According to a letter written by Ryerson to Hon. George Brown[87] there was a movement among certain Anglicans to secure Separate Schools for their children. Had Roman Catholics and Anglicans[88] both secured Separate Schools, it would have wrecked the Common School system, and these two denominations acting in concert were strong enough to defeat the Baldwin-Lafontaine Government. Acting on Ryerson's suggestion, the Government conceded in the main the Roman Catholic claim and secured their support to the Bill. This Bill gave Separate Schools one distinct advantage over the Act of 1843. It made their share of the Separate School fund that part of the total fund which the Separate School attendance bore to the total school attendance. But Separate School supporters were still far from having their schools recognized as a right and placed on an equality with Common Schools. Separate Schools were granted as a privilege or concession, but not as a right. Let me quote from Ryerson's circular to town reeves on the Act of 1850: "But, notwithstanding the existence of this provision of the law since 1843, there were last year but 51 Separate Schools in all Upper Canada, nearly as many of them being Protestant as Roman Catholic; so that this provision of the law is of little consequence for good or for evil.... It is also to be observed that a Separate School is entitled to no aid beyond a certain portion of the School Fund for the salary of the teacher. The schoolhouse must be provided, furnished, warmed, books procured, etc., by the persons petitioning for the Separate School. Nor are the patrons or supporters of a Separate School exempted from any of the local assessments or rates for common school purposes."[89]

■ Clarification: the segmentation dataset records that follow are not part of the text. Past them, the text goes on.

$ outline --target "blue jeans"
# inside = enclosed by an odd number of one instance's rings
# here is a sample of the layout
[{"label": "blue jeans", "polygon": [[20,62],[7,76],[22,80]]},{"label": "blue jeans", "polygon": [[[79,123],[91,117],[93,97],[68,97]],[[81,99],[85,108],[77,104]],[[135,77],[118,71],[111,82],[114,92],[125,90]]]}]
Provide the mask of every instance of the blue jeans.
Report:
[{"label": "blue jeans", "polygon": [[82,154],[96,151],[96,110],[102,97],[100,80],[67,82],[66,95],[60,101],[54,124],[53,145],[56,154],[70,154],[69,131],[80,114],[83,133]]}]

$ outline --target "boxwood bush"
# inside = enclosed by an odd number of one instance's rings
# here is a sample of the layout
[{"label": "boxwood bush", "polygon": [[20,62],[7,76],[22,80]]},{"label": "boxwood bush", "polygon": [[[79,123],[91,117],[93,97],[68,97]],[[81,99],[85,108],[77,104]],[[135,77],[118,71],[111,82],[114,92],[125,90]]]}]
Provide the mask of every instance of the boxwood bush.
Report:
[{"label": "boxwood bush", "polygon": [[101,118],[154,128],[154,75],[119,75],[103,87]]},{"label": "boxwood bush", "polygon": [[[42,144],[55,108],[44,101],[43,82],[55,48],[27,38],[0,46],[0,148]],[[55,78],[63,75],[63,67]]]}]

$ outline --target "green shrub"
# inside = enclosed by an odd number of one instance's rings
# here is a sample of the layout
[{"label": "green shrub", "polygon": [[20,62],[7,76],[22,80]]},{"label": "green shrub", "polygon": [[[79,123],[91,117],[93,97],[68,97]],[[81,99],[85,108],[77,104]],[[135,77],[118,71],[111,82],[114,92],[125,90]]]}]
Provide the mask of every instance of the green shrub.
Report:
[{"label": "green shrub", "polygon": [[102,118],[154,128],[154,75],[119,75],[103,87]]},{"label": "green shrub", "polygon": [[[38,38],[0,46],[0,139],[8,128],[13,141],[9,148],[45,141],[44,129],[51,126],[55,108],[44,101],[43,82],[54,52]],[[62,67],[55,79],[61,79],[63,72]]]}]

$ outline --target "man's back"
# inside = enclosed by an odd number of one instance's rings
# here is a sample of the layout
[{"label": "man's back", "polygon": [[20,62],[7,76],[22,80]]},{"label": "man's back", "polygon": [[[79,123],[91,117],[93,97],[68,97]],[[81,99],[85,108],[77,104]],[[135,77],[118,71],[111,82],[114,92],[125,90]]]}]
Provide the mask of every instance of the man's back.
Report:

This makes it clear that Separate School supporters were liable to be taxed by the municipality for the support of Common Schools; they might be called upon to pay an assessment to build, repair or furnish a Common School, or to pay a part of the teacher's salary. On the other hand, the only aid they received in support of their own school was a share of the legislative and municipal grants which together made up the school fund.[90] It will at once be seen that every step toward free Common Schools placed the Separate School supporters at an increased disadvantage because it made them contribute more and more toward the Common School.
The Act of 1850 caused some friction in Toronto, where the Roman Catholics asked for a second Separate School. The Trustee Board refused on the ground that they were not legally compelled to establish more than one Separate School in the city and the Court of Queen's Bench upheld their decision. By the old Act, under which cities were divided into school sections, there was no legal bar to the establishment of a Separate School in every city school section. Ryerson thought the Roman Catholics had a grievance and consented to recommend the Bill giving a Separate School in each city ward or a Separate School for two or more wards united for such purpose. This amendment was passed in 1851 and caused considerable discussion. A large party in Upper Canada were opposed to Separate Schools on principle and objected to any legislation that would multiply them, make them more efficient and popular, or grant them more favourable financial support.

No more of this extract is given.